In [1]:
import time
import re
from selenium import webdriver

## Set Options

In [2]:
options = webdriver.FirefoxOptions()
options.add_argument('--headless')
webpage =  webdriver.Firefox(options=options, executable_path='./drivers/geckodriver')

## Set Url

In [3]:
# index url
urlpage = 'https://docs.oracle.com/en/solutions/index.html?type=reference-architectures&page=0&is=true&sort=0' 
# get web page
webpage.get(urlpage)

## Search for webpages links

In [4]:
# execute script to scroll down the page
for i in range(10):
    webpage.execute_script("window.scrollTo(0, document.body.scrollHeight);var lenOfPage=document.body.scrollHeight;return lenOfPage;")
    # sleep for 10s
    time.sleep(3)

In [5]:
all_solution_links = webpage.find_elements_by_class_name("solutionurl")
print(f"Total links founded: {len(all_solution_links)}")

Total links founded: 79


In [6]:
url_architecture = []
for href in all_solution_links:
    url_architecture.append(href.get_attribute('href'))
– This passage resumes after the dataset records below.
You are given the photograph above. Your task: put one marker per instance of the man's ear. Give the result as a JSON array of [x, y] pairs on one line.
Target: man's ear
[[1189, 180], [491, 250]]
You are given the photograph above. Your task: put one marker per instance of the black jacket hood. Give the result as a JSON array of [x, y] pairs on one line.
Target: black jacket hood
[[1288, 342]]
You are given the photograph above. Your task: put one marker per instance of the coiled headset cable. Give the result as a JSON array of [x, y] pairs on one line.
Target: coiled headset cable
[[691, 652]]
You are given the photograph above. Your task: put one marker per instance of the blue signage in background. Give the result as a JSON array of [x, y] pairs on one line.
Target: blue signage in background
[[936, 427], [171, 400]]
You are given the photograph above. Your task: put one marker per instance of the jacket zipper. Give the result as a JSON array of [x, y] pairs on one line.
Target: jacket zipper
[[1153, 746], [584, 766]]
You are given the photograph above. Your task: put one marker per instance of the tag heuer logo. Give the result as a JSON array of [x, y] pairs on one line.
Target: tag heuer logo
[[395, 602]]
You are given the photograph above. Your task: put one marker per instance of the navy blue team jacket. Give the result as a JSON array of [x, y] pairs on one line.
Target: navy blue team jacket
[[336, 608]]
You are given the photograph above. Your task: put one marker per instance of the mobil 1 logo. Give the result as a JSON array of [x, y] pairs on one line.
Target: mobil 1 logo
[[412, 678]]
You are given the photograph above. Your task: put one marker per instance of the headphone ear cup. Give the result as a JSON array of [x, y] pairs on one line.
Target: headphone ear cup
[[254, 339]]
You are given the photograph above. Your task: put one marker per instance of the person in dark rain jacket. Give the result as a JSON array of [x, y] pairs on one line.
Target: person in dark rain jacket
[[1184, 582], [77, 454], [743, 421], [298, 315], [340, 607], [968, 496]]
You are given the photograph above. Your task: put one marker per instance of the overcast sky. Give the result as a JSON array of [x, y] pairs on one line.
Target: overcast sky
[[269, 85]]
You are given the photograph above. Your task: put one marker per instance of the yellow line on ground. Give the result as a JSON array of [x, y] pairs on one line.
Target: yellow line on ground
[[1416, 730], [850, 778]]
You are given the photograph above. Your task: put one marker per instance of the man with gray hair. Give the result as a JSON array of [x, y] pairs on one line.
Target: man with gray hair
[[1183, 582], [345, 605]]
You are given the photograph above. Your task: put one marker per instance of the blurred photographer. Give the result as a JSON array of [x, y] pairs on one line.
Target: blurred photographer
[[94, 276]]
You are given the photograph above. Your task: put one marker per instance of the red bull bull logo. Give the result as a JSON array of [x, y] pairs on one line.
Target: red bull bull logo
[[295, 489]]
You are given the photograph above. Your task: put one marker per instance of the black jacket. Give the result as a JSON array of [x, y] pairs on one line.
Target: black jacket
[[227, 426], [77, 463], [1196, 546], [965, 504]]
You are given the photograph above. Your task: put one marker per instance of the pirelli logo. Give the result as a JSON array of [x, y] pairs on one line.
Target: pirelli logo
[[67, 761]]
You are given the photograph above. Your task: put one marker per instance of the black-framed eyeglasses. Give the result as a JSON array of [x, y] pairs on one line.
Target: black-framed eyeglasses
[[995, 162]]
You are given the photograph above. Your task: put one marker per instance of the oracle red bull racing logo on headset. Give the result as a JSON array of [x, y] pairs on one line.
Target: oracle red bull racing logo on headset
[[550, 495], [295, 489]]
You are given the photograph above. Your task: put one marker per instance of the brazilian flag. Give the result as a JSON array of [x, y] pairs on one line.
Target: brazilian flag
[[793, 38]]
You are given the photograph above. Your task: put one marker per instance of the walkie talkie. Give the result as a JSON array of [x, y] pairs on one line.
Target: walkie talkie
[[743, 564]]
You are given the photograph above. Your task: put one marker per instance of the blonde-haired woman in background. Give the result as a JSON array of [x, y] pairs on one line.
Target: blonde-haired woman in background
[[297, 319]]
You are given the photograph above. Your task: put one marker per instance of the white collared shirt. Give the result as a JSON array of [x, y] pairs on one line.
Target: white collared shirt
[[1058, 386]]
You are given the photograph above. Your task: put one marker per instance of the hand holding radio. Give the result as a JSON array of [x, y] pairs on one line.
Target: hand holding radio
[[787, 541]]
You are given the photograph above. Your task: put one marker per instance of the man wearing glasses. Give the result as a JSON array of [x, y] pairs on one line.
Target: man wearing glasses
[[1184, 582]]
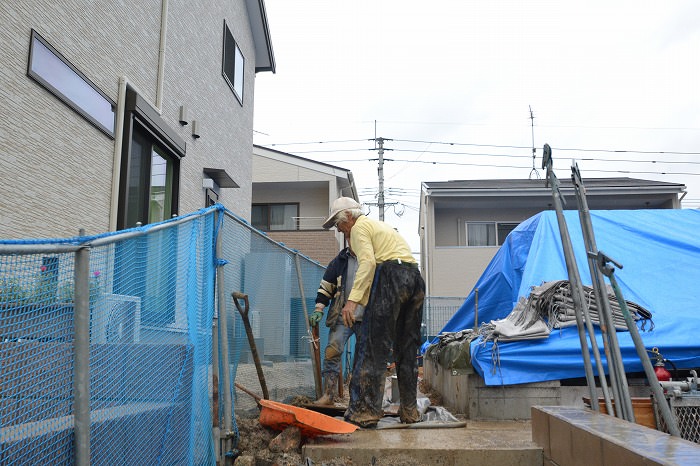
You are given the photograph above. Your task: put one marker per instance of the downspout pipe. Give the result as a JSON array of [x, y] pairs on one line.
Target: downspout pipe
[[161, 54], [119, 126]]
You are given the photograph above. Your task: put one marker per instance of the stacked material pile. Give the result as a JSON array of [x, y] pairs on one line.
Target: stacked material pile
[[553, 302]]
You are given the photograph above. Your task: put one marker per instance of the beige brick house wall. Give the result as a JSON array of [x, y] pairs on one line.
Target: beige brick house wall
[[320, 246], [56, 169]]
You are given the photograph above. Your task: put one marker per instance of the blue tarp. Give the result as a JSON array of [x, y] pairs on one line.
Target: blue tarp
[[660, 254]]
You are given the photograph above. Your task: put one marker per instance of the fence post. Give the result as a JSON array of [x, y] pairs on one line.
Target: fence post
[[223, 340], [81, 356]]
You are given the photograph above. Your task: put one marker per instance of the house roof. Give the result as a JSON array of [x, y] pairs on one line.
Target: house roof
[[333, 170], [257, 16], [620, 192], [519, 185]]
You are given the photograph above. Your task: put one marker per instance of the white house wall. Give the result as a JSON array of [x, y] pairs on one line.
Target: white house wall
[[458, 269], [57, 168]]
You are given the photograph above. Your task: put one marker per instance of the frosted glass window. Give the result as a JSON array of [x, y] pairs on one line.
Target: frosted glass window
[[51, 70]]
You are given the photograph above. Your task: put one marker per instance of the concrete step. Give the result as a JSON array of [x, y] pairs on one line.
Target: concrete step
[[478, 443]]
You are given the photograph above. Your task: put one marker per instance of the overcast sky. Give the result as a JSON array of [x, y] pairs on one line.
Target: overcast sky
[[451, 83]]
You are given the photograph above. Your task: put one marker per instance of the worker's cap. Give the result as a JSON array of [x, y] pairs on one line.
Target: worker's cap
[[339, 205]]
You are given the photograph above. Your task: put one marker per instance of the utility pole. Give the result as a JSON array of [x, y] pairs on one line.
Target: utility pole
[[380, 173]]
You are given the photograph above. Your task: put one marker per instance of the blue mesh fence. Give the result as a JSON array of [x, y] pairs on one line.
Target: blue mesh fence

## Single URL Loop - Simple
note: You can change ':' or '\n' delimiter

## Single URL Loop - regex version

In [7]:
json_out = {}

for link in url_architecture:
    
    try:
        # url
        single_url_arch = link
        # get web page
        webpage.get(single_url_arch)
    
        # execute script to scroll down the page
        for i in range(10):
            
            webpage.execute_script("window.scrollTo(0, document.body.scrollHeight);var lenOfPage=document.body.scrollHeight;return lenOfPage;")
            
            # sleep for 10s
            time.sleep(1)
            
        #title
        title = webpage.find_elements_by_tag_name("h1")[0].text
            
        #sections
        sections = webpage.find_elements_by_tag_name("div.sect2")
        
        # in most cases [0] first section from all div.sect2 refers to architecture content.
        architecture_content = sections[0]
        
        # get first image
        image_link = architecture_content.find_elements_by_tag_name('img')[0].get_attribute('src')
            
        # get first content unordered list
        ul = architecture_content.find_elements_by_tag_name('ul')[0]
        # get all li elements
        all_li = ul.find_elements_by_tag_name('li')
        
        # create conten list
        content_list = [re.search("(.)+(:|\n)", li.text)[0] for li in all_li]
            
        # combine_all
        architecture_json = {'title':title, 'content': content_list, 'img_link':image_link,}
        
        #output
        json_out[str(link)] = architecture_json
    
    except:
        print(link)

https://docs.oracle.com/en/solutions/cobol-mainframe-to-oci/index.html
https://docs.oracle.com/en/solutions/mainframe-to-oke/index.html
https://docs.oracle.com/en/solutions/wls-on-oke-marketplace/index.html
https://docs.oracle.com/en/solutions/peoplesoft-fortinet-oci/index.html
https://docs.oracle.com/en/solutions/deploy-websphere-on-oci/index.html
https://docs.oracle.com/en/solutions/hybrid-dns/index.html
https://docs.oracle.com/en/solutions/ocvs-oci/index.html
https://docs.oracle.com/en/solutions/ofsaa-oci/index.html
https://docs.oracle.com/en/solutions/db-sharding-single-region/index.html
https://docs.oracle.com/en/solutions/xregion-pvt-connectivity-oci/index.html
https://docs.oracle.com/en/solutions/flexcube-oci/index.html
https://docs.oracle.com/en/solutions/oci-ellucian/index.html


In [8]:
webpage.close

<bound method WebDriver.close of <selenium.webdriver.firefox.webdriver.WebDriver (session="958e7c18-23ed-43f3-b65f-0452115bd246")>>

## Save json

In [9]:
import json

In [12]:
a_file = open("architecture_links.json", "w")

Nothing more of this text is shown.